Fibria is one of many Brazilian companies selling assets to
pay down debts as rising interest rates, disappointing growth
and a weaker currency put businesses on the defensive.
The pulp producer signed a deal to sell 210,000 hectares
(520,000 acres) of land to Parkia Participações for 1.4 billion
reais ($600 million), according to a securities filing. Fibria
could receive another 250 million reais over the next 21 years
if the value of the land continues to appreciate.
Fibria's stock jumped over 5 percent in Sao Paulo trading,
touching its highest levels since November 2010 before paring
gains to 3 percent.
Fibria plans to continue operating on the land, stretching
across four states from Brazil's center-west to its northeast
regions, under a 24-year contract yet to be signed with Parkia.

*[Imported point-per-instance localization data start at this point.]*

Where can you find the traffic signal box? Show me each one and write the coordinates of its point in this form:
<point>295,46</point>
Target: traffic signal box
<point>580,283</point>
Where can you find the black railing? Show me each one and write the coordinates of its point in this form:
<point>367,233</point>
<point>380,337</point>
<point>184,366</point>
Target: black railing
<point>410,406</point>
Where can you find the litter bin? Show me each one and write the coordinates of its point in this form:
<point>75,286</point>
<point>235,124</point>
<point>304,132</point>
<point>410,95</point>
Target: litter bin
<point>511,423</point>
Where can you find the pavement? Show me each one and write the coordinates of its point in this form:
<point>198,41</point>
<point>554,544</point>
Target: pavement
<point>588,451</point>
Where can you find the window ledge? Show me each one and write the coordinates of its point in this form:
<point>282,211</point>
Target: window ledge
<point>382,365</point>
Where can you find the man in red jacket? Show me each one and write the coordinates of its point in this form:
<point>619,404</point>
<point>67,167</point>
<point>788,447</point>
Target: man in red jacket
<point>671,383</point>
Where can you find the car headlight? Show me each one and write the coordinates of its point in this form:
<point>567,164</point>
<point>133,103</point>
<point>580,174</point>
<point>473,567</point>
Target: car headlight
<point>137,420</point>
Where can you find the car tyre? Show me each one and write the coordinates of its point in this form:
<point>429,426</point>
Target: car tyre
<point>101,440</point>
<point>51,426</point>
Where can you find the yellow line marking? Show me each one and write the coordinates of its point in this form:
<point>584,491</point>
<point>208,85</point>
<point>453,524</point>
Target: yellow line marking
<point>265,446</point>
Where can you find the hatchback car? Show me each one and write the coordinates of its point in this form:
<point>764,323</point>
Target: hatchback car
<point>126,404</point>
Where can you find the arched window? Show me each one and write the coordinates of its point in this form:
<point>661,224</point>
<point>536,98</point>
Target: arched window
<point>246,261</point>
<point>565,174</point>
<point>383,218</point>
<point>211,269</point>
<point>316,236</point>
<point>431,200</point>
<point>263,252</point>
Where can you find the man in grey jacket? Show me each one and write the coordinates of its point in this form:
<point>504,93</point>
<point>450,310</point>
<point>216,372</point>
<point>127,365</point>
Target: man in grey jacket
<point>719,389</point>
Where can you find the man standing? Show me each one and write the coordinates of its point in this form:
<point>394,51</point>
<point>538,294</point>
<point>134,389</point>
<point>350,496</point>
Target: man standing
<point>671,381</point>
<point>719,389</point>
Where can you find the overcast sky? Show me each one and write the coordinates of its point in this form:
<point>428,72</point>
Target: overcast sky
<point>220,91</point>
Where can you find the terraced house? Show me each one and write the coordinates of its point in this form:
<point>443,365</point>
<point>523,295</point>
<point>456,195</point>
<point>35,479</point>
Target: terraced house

The move echoes deals struck by Brazilian airlines and phone
companies in recent months to sell and lease back jets and cell
towers, underscoring how moves to quickly pay down debts may
pinch companies' cash flow in the long run.
Fibria could strike more deals like the arrangement with
Parkia, which involved about a third of its land holdings, Chief
Executive Marcelo Castelli told journalists on Monday.
"There could be a second tranche, but not at this moment,"
Castelli said on a conference call. "Not in the short term."
Chief Financial Officer Guilherme Cavalcanti said the
company expected Wall Street rating agencies to upgrade Fibria's
debts to investment grade by the middle of next year, pushing
back an earlier forecast of getting that upgrade by the start of
In March, Standard & Poor's raised the rating on Fibria's
dollar-denominated bonds - which account for nearly 95 percent
of gross debt - from BB to BB+, putting the company just one
notch below investment grade with a stable outlook.
Fitch Ratings, which also rates Fibria's foreign debts BB+,
raised its outlook for the rating to "positive" in February.
Moody's, which rates Fibria's dollar debt just below investment
grade at Ba1, raised its outlook to "positive" in September.
Fibria cut its net debt, or total debt minus cash, to 8.24
billion reais in September, equal to 3 times its annual
operating profit, measured by earnings before interest, taxes,
depreciation and amortization. Net debt could fall to 2.5 times
operating profit by the end of the year, Cavalcanti said.
Fibria has been struggling since the end of 2011 to cut its
debt, which battered results as a volatile exchange rate drove
up foreign debt-servicing costs.
The company's quarterly profit missed estimates last month
as it incurred financial expenses by buying back bonds.